PR 5158 closed YoSTEALTH, 2018-01-11 13:18
PR 5147 closed YoSTEALTH, 2018-01-11 13:42
Messages (7)
Author: (YoSTEALTH) Date: 2018-01-10 22:11
improved "copyfileobj" function to use less memory
Author: Martin Panter (martin.panter) Date: 2018-01-11 00:58
Looks like you want to use a "readinto" method to reduce data copying.

One problem is that it is not specified exactly what kind of object "copyfileobj" supports reading from. The documentation only says "file-like". According to the glossary, this means io.RawIOBase, BufferedIOBase, or TextIOBase. However TextIOBase doesn't have a "readinto" method. And it wouldn't be hard to find that someone has written their own class that doesn't have "readinto" either.

The other problem is you still need to support a negative "length" value, which is easier to do by calling "read".
Author: (YoSTEALTH) Date: 2018-01-11 12:17
Martin, your points got me thinking... to make a proper copy of a file, it should be done using bytes! Text IO could easily lead to corrupting your file.

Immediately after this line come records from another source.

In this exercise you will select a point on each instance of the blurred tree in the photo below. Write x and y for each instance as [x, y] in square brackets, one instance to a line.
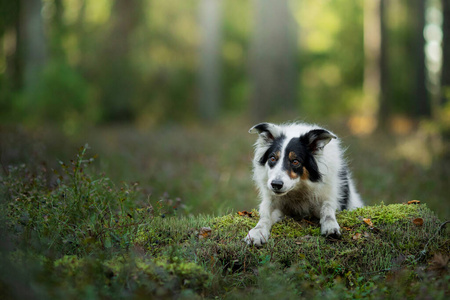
[422, 105]
[9, 31]
[372, 52]
[384, 107]
[32, 43]
[117, 76]
[210, 58]
[272, 59]
[445, 75]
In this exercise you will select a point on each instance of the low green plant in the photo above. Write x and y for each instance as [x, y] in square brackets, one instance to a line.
[81, 236]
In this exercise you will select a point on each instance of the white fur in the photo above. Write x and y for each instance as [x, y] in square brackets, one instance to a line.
[298, 196]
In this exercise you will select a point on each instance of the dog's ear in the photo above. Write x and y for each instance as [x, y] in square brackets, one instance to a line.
[316, 139]
[267, 131]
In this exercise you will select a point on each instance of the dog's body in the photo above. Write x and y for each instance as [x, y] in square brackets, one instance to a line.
[300, 171]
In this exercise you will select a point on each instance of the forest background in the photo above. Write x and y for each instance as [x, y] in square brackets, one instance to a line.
[165, 91]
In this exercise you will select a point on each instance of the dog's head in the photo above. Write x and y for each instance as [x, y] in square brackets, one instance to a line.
[289, 157]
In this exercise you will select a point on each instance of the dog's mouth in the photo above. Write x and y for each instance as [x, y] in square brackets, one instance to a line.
[279, 193]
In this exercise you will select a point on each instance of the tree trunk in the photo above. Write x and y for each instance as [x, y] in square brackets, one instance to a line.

for example (current function):
    with open(old_path, 'r', encoding='latin-1') as fsrc:
        with open(new_path, 'w') as fdst:
            copyfileobj(fsrc, fdst)

This would lead you to have wrongly encoded file with different filesize.
Author: (YoSTEALTH) Date: 2018-01-11 13:32
Ok, updated the patch to account for:
- improved memory usage for bytes io using readinto
- still supporting negative length
- potential encoding mismatch bug fix while using text io

did i miss anything?
Author: Serhiy Storchaka (serhiy.storchaka) Date: 2018-01-11 14:02
Please provide benchmark results to demonstrate the benefits of this change.
Author: Christian Heimes (christian.heimes) Date: 2018-01-11 14:16
I already blocked the PR with a request for benchmarks and proper tests.
Author: (YoSTEALTH) Date: 2018-01-11 17:36
here is the links to benchmark:  # time ./

the problem is the result times are so sparitic that not sure what to post as the result! I have tried with actual file as well and the results are all over the place.

If any of you out there are can do benchmark that can produce accurate results and post the result it would help.